NTEU Calls On GAO to Extend Contracting Decision Appeal Rights to Federal Workers

Press Release March 25, 2004

Washington, D.C.—The National Treasury Employees Union (NTEU) today called on the General Accounting Office (GAO) to correct “a fundamental imbalance” in the government’s contracting out procedures by opening up its bid protest process to federal workers and their union representatives.

In a statement to GAO, NTEU expressed its strong support for the legal standing of employees and their unions to protest agency bid decisions. NTEU submitted its statement in support of a bid protest filed with GAO by the National Federation of Federal Employees (NFFE), which is challenging a U.S. Forest Service decision to contract out fleet maintenance services.

The imbalance occurs, said NTEU President Colleen M. Kelley, because under present GAO procedures only private sector bidders have the opportunity to obtain third-party review of an agency’s contracting out decision by filing bid protests with GAO.

“The federal employees who stand to lose not only the public-private competition but their jobs as well have no opportunity to obtain such review,” Kelley said. The NTEU statement argues that GAO’s long-standing rationale for its position that employees and their union representatives can’t appeal bid decisions “has now vanished” with the massive revisions last year by the Office of

Management and Budget (OMB) of its Circular A-76, which governs federal contracting processes.
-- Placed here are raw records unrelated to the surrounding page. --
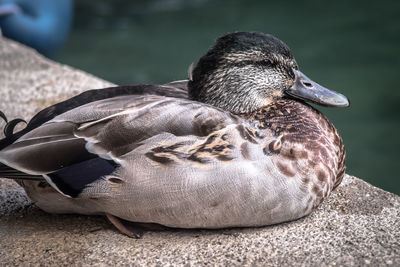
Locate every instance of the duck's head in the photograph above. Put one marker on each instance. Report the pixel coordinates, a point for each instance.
(245, 71)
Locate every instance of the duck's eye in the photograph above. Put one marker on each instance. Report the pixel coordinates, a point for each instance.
(267, 62)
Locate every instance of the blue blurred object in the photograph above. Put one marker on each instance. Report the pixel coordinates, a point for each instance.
(41, 24)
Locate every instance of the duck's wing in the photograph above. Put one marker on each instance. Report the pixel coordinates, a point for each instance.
(177, 89)
(85, 143)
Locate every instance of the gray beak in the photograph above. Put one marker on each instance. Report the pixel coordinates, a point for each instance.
(306, 89)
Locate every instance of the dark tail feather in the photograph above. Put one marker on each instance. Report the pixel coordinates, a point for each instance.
(10, 173)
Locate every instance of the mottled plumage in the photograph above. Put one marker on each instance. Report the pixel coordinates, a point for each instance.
(230, 147)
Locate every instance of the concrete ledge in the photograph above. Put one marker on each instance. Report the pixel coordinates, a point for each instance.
(358, 225)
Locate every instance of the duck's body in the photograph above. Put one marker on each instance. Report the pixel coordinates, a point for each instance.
(147, 156)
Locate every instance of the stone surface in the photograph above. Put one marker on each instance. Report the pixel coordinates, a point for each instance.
(357, 225)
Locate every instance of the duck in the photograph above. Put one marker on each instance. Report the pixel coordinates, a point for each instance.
(235, 145)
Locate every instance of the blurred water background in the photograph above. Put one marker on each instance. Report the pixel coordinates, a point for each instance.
(349, 46)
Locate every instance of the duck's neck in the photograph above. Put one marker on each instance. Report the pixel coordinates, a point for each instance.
(297, 124)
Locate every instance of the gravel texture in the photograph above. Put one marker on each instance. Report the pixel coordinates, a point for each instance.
(357, 225)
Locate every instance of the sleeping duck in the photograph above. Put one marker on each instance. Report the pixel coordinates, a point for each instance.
(234, 146)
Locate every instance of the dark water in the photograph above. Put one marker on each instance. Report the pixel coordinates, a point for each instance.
(351, 47)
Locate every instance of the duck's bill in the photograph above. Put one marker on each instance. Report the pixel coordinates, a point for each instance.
(306, 89)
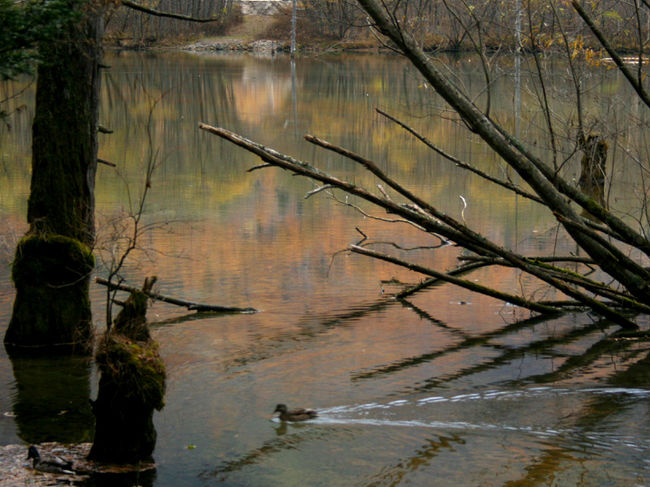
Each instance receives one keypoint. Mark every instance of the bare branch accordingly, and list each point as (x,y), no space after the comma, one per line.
(472,286)
(170,15)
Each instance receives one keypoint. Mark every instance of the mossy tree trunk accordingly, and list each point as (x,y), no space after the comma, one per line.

GAO historically has found that federal employees and their union representatives are not “interested parties” as that term is defined in the Competition in Contracting Act (CICA)—that is,

they lack the legal “standing” to bring bid protests before GAO. In several key aspects, however, the A-76 revisions now make federal employees identical to the private sector bidders seeking their work.

NTEU said that federal employees now meet the “interested party” standard because the OMB revisions have “transformed (employees) into ‘offerors’ who submit bids in response to the agency’s solicitation and who are bound by a contract if they win the competition.”

Further, NTEU urged GAO to determine that the front-line employees, who are directly affected by the public-private job competition, and their union representatives, are the only parties with sufficient interests to pursue protests on behalf of federal sector bidders.

“Because agency managers lack a sufficient stake in the outcome of a bid protest, and face insurmountable conflicts of interests that would keep them from pursuing meritorious protests,” NTEU said, “the protest right will be meaningful only if the directly-affected employees are authorized to exercise it.”

Putting federal workers “on an equal footing” with their private sector counterparts on the important issue of third-party review of bid protests would not only correct a major injustice, NTEU said, it would benefit taxpayers by providing an avenue for overturning agency contracting out decisions based on faulty analysis and legal determinations.

NTEU is the largest independent federal union, representing some 150,000 employees in 29 agencies and departments.